Due domande pone Gesù, questa Domenica, una rivolta alla gente "di fuori", a quelli che non si preoccupano di andare a messa la Domenica.

L'altra domanda, diretta a noi, che crediamo di sapere tutto su Gesù.

"La gente chi dice che sia il Figlio dell'Uomo?" (Mt 16,13)

Molte cose sono state dette su Gesù e molte cose sono state fatte (film, libri, riviste); si è visto Gesù come un rivoluzionario politico, che una certa ideologia ha preso come modello di coerenza. Si è visto Gesù come un sognatore e idealista (ricordiamoci che questa è anche la visione di Pilato). Si è visto Gesù come un personaggio storico (e lo è), che ha inciso profondamente nella cultura e nel costume di un popolo, oppure come il fondatore di una delle tante religioni (per i Musulmani Cristo è il "figlio di Maria" e uno dei profeti).

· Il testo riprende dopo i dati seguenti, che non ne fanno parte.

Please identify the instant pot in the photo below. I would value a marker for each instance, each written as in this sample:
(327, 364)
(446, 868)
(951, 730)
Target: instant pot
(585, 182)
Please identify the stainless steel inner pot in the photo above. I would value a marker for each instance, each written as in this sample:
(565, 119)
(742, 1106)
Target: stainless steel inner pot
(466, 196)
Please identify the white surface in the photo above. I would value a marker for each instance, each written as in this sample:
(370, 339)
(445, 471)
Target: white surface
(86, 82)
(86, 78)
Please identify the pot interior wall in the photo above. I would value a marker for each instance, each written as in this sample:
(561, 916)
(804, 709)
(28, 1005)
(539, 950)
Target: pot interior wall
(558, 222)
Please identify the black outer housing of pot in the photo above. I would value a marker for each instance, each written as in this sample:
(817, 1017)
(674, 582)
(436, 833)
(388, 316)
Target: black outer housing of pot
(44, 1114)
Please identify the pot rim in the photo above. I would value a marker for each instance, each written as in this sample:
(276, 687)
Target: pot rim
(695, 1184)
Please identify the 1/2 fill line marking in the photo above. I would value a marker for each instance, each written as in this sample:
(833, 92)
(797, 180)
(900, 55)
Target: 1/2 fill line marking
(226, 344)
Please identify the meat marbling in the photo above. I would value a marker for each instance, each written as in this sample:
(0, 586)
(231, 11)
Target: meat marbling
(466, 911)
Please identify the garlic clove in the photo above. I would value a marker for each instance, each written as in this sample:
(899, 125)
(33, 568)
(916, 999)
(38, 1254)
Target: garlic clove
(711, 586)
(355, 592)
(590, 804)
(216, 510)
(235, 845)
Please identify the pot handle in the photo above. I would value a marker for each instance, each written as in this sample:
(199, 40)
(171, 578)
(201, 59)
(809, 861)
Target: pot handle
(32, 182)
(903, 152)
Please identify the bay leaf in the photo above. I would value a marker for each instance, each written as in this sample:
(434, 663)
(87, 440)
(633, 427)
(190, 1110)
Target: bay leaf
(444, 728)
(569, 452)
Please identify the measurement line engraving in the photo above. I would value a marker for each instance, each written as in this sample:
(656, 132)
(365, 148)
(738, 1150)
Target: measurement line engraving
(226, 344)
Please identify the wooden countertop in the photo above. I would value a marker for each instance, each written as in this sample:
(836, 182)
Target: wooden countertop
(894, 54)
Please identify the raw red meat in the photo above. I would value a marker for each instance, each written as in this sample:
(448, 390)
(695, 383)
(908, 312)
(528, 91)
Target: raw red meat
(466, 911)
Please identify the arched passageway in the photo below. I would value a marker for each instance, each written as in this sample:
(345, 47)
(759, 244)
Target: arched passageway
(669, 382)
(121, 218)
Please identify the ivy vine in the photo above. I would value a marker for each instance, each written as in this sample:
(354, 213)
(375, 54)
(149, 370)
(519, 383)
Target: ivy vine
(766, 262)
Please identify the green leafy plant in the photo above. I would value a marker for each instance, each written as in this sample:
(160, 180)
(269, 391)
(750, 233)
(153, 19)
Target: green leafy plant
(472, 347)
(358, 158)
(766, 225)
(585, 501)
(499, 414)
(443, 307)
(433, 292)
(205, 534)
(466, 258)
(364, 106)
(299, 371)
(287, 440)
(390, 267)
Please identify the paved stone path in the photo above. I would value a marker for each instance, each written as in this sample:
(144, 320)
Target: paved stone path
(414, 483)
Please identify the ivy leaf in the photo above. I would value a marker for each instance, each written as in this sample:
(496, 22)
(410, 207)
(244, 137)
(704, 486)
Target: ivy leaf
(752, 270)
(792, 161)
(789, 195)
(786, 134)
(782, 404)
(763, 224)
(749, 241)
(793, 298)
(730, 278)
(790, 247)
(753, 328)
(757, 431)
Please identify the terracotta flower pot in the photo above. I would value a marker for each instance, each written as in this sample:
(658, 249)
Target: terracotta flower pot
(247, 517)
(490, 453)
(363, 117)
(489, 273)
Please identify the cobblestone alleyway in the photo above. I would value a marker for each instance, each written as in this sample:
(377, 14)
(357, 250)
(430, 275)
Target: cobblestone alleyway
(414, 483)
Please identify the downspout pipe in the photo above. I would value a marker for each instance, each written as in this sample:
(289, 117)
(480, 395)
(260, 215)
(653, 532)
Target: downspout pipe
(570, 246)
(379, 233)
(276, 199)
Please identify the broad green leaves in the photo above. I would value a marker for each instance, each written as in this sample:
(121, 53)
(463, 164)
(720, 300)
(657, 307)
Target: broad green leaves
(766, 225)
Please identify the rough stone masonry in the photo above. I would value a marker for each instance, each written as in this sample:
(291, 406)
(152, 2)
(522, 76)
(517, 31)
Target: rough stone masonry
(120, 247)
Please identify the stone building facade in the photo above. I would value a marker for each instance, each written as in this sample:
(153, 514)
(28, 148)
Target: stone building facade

Ma Gesù rivolge una domanda anche a noi, che crediamo di conoscerlo:

"Voi chi dite che io sia?" (Mt 16,15)

Possiamo vedere in Gesù solo il taumaturgo, il guaritore dei mali del corpo, ma non la fonte stessa della nostra vita. Possiamo vedere in Gesù colui che ci scruta e ci giudica, ma non l'espressione più alta dell'Amore, il Salvatore del mondo. Possiamo, infine, vedere in Gesù solo una presenza difficile da percepire, perché non abbiamo fatta l'esperienza della preghiera continua e interiore e dell'adorazione profonda. Per noi Cristiani Gesù deve essere la chiave dei nostri destini e il fine ultimo della nostra esistenza, la Persona verso cui indirizzare tutta la nostra vita.

Ciascuno di noi se lo chieda, oggi: "Chi è per me Gesù?".